The naturist area at Studland Beach is to be expanded.

The National Trust is responding to requests by naturists to extend the northern part of the naturist beach 50m inland.

The length of beachfront designated for naturism stays the same and the expansion plan will not affect the Heather Walk footpath, which remains outside the naturist area.

New marker posts have been put in place and new signs will also be placed on the approaches.

The move comes eight years after the launch of a beach user group, the Studland Beach Users Action Group (SBUAG), which includes representatives of local councils, beach hut owners, naturist organisations and the police.

SBUAG was founded in 2005 to address concerns that the naturist area had become associated with acts of indecent and antisocial behaviour carried out by a minority of users.

The group employs yellow-shirted community wardens to patrol the beach.

Allegations of indecent behaviour reported to National Trust staff have fallen from 37 in 2003 to five last year.

“Naturists have been asking for more space for some time and we are happy to help in a way which is sensitive to the needs of all our visitors,” said National Trust Studland Beach Operations Manager Emma Wright.

“We will keep the situation under review and continue to work with SBUAG and the police to ensure Studland Beach remains a safe and welcoming environment for everyone.”

Purbeck Neighbourhood Inspector Fiona Gaffney of Dorset Police said: “We want everyone who comes to Studland Beach to enjoy their visit.

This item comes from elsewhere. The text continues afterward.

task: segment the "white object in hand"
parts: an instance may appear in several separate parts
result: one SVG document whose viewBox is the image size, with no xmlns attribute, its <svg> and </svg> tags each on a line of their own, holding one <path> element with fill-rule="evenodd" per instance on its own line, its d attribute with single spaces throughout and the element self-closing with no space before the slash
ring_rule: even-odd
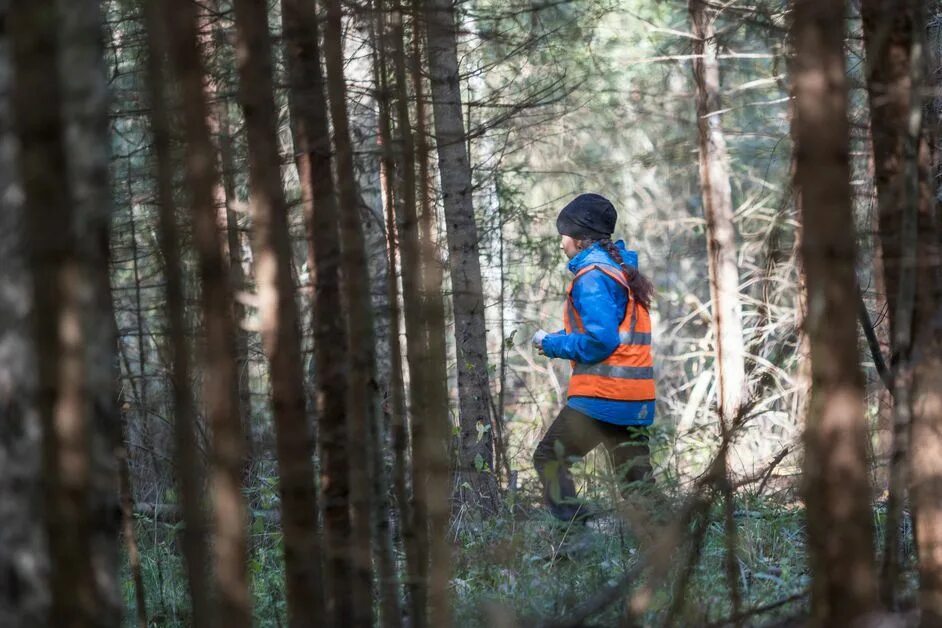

“Anyone acting in an indecent or anti-social manner will be dealt with appropriately by Dorset Police.

“If anyone witnesses any offences on Studland Beach – or anywhere else in Dorset – they should report them to Dorset Police.”

Peter Thurley, for British Naturism, the UK’s national organisation for naturists, said: “Naturism is a healthy lifestyle and anyone whose behaviour drags it into disrepute doesn’t get any support from us.

“We’re delighted that the area used by naturists at Studland is being made bigger; not only will the new boundary follow the contours of the land more logically, but it will help the environment too, by spreading the footfall over a larger area.

“Studland beach is indeed a success story, and we hope that the way that all stakeholders there work together will be a blueprint for elsewhere in the country.”